G. B. Hodge Center
- Interactive map of G. B. Hodge Center
- Coordinates: 34°59′48″N 81°58′08″W﻿ / ﻿34.996696°N 81.968774°W
- Owner: University of South Carolina Upstate
- Operator: University of South Carolina Upstate
- Capacity: 878
- Surface: Hardwood

Construction
- Groundbreaking: February 14, 1972
- Opened: January 10, 1973
- Renovated: 2000, 2010
- Cost: $1 million ($7.25 million in 2025 dollars)
- Architect: Lockwood, Greene & Co.
- General contractor: Threatt–Maxwell Construction Company

Tenants
- USC Upstate Spartans UNC Asheville Bulldogs (2024)

= G. B. Hodge Center =

Arena in Spartanburg, South Carolina

G. B. Hodge Center is an 878-seat multi-purpose arena in Spartanburg, South Carolina. It is home to the USC Upstate Spartans' basketball and volleyball teams. It was opened in 1973 and is named for one of the university's founders.

In terms of seating capacity, the G. B. Hodge Center is the smallest arena in Division I men's basketball.

==History==
The G. B. Hodge Center hosted its first-ever top-25 ranked opponent when it welcomed the No. 25-ranked Furman Paladins on December 8, 2018. The matchup between the Spartans and the Paladins was also the first time that USC Upstate had hosted a top-25 opponent since becoming an NCAA Division I program during the 2007–08 season.
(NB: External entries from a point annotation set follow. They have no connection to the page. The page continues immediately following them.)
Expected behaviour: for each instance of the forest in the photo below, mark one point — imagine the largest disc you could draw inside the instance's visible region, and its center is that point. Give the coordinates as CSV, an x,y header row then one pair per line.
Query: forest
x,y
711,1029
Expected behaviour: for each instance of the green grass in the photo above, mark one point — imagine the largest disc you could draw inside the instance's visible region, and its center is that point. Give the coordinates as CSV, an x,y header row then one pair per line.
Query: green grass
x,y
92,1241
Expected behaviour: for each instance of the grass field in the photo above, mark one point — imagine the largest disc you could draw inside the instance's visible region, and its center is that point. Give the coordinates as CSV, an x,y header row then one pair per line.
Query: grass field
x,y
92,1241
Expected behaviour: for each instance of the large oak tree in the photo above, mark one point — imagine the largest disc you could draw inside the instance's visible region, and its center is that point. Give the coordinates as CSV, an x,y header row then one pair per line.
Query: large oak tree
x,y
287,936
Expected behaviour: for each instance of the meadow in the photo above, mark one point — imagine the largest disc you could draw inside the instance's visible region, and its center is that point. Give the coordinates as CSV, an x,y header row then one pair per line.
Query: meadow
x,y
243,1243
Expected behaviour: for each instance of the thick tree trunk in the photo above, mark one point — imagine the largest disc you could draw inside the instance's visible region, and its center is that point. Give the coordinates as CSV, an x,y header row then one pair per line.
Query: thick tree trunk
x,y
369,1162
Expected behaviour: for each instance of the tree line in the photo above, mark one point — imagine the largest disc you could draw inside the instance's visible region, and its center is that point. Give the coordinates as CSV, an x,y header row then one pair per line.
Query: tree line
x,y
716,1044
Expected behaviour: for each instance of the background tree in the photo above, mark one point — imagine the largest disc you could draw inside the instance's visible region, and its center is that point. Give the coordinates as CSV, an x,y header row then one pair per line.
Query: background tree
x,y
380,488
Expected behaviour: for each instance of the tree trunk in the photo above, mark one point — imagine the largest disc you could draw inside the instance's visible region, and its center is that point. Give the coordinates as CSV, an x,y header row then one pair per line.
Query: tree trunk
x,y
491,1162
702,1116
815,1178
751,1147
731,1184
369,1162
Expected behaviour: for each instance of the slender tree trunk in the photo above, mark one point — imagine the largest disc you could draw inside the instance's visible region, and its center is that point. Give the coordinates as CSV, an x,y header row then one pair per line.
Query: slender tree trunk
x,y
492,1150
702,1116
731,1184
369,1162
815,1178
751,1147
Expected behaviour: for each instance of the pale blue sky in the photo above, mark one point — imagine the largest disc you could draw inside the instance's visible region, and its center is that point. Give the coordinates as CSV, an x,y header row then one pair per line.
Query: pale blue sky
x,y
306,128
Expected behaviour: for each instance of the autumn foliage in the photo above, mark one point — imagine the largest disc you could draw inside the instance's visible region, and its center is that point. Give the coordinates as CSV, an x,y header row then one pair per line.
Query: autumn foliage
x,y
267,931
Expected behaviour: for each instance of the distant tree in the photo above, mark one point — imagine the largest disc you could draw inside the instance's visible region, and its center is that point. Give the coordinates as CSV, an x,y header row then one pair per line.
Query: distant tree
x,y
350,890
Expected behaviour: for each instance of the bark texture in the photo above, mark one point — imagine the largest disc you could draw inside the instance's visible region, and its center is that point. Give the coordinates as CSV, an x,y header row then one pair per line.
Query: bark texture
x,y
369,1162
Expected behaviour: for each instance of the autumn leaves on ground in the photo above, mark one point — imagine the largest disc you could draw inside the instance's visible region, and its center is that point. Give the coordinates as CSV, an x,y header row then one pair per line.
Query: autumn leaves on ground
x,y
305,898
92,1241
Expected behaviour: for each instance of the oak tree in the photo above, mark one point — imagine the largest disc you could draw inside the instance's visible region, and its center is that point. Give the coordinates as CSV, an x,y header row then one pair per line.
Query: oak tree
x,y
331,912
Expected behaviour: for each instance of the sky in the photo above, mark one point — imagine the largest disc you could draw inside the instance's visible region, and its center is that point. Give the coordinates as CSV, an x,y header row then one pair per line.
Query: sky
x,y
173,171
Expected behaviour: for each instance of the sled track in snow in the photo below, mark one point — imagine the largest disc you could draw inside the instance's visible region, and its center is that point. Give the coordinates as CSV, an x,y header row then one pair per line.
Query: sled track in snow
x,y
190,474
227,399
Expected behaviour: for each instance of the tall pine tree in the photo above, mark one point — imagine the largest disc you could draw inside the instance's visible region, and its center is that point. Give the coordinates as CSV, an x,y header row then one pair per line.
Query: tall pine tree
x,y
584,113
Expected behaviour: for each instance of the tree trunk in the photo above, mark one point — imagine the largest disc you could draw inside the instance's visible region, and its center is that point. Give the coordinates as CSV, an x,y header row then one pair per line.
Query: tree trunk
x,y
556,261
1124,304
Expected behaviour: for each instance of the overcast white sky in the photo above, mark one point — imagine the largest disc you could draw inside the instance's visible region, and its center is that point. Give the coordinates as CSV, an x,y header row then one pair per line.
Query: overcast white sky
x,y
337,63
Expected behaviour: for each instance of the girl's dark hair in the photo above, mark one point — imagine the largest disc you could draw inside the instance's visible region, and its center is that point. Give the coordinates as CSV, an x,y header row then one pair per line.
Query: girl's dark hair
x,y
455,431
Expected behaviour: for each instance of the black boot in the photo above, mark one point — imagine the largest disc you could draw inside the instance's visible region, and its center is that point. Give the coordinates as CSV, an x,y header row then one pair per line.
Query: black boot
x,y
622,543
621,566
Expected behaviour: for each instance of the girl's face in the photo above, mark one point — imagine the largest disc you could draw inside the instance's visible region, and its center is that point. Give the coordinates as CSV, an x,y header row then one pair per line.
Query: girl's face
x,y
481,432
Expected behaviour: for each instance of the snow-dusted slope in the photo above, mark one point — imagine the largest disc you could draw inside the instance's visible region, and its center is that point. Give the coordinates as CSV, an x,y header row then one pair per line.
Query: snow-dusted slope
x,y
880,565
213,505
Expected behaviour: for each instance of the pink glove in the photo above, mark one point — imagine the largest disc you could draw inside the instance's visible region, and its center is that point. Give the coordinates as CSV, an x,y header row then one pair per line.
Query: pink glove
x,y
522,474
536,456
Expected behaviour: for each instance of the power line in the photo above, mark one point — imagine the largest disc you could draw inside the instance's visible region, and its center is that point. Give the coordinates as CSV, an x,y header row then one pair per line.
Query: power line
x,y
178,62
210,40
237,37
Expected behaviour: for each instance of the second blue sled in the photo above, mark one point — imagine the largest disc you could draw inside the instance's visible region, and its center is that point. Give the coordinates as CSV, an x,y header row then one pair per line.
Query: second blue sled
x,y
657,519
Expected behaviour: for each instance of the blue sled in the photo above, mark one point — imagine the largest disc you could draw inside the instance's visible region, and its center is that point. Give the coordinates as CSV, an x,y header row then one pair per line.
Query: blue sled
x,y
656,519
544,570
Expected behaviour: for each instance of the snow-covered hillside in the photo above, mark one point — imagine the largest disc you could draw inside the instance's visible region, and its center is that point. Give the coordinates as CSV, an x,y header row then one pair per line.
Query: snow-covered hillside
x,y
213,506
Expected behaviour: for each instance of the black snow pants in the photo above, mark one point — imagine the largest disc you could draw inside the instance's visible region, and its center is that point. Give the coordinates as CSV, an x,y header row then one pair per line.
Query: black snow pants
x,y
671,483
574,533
With 353 teams currently competing in NCAA Division I men's basketball, it also marked the first time that the division's smallest arena had hosted a ranked opponent. Although leading 34–30 at halftime, the Spartans ultimately fell to the Paladins, 74–60.

The Hodge Center served as a temporary home for UNC Asheville's volleyball team after their campus sustained damage from Hurricane Helene.

==Renovations==
In October 2009, it was announced that the G. B. Hodge Center would undergo a large renovation thanks to the $4 million donation from alumnus Dolores Anderson. Anderson is a longtime fan of the University of South Carolina Upstate basketball team, particularly the men's team. She is the former co owner of Anderson Hardwood Company. This gift is the largest donation to the university athletic department and second largest ever to the university. Plans for the new arena include brand new floors, lighting, scoreboards, locker rooms, and seating. The university believes that the new renovation will help move into a second renovation later that would create a new entrance and new athletic department offices.

The newly renovated facility was dedicated on December 5, 2010, against East Tennessee State.